The subsequent two chapters focus on the formal negotiation process providing two primary observations. One was that the three way relationship between territory, water and state-building resulted in internalization of the political dimension of the dispute. Hence, a mere technocratic solution keeping aside the politics, as was envisioned by the First World players, was bound to fail. Another observation by Haines was that despite the strong presence of ‘epistemic community’, it was politics which ultimately determined the contours of the treaty. Haines illustrates as to how external players such as the World Bank and David Lilienthal, the American technocrat who had first talked about the dispute in the West, were of the view that ‘technocratic internationalism’, that is a technical understanding of rivers as resource, with the assistance of Indian and Pakistani engineers could resolve the dispute. As such a conception was totally detached from the way water politics and regional politics was shaping up, it failed to leave a mark. Instead, the last leg of the negotiations was dominated by political maneuverings over the seemingly technical matters such as water flow, infrastructure development and so on. Such an argument runs counter to the dominant view in the literature that it was the prioritization of engineers in the negotiations and technical understanding of the rivers which produced the treaty. Instead, Haines is of the view that the intractable negotiations resulted in a treaty solely because of the ‘political opportunity’ which had emerged due to domestic reasons in India and Pakistan as well as Cold War politics of the late 1950s.
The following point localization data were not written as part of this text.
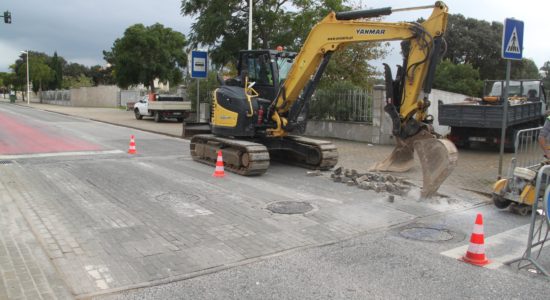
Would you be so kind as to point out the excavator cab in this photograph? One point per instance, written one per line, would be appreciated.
(241, 103)
(267, 69)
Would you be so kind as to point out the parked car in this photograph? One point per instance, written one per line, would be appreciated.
(162, 107)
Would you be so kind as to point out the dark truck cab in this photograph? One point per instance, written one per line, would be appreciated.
(480, 121)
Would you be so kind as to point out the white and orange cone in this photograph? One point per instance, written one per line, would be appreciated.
(219, 172)
(132, 148)
(476, 250)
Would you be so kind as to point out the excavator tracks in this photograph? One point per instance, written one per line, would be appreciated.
(250, 158)
(241, 157)
(304, 152)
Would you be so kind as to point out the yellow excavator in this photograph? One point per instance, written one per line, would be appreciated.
(255, 114)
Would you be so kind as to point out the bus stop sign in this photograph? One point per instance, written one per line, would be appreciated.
(199, 64)
(512, 39)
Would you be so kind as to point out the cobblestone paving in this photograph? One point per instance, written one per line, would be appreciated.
(25, 270)
(108, 227)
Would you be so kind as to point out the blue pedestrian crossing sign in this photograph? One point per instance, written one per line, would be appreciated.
(199, 64)
(512, 39)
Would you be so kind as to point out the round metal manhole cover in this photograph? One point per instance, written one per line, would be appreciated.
(177, 197)
(427, 234)
(289, 207)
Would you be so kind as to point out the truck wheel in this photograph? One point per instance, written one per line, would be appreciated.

While the first five chapters of the book provides a rich understanding of the emergence of the dispute and its location in the state building process, the subsequent two chapters- which deals with the negotiation process- lacks this rigour. The narrative on the negotiations appeared to skip many instances worth explanation. For example, Haines does not present coherent reason/s as to why the engineers of the two countries, who were expected to understand the basin as a whole, would prioritize national interests. Moreover, as technical issues were overruled by political considerations in the latter half of the negotiations, how did the engineers adjusted to the developments? The reader is left wanting for answers on these issues. The author, in this context, fails to fill the gaps in the narrative, falling short of providing a detailed understanding of the negotiation process.
Although Haines outlines at the beginning of the book that it is not about environmental history, given the current context of ecological concerns, I find this as a limitation. More importantly, nature was not viewed solely in instrumental terms in the non-western societies in the mid 20th century. As a reader I would have been interested in knowing the views of the two states as well as the World Bank on such matters. While the author does offer the explanation that development imperative had trumped all other considerations, it does not directly engage with how the states understood the rivers beyond development considerations and were there alternative views on this matter.

Nevertheless, the book provides novel insights by drawing the Indus waters dispute on a much larger framework than what works on water politics have often alluded to. In doing so, it highlights the entanglement of territoriality, sovereignty and water rights as well as the layers within them which collectively continue to shape the relations between the two states even now. Given the emerging challenges of climate change, water scarcity and so on, the book broadens the horizon of the mind as one deliberates on these issues of the basin in the current times.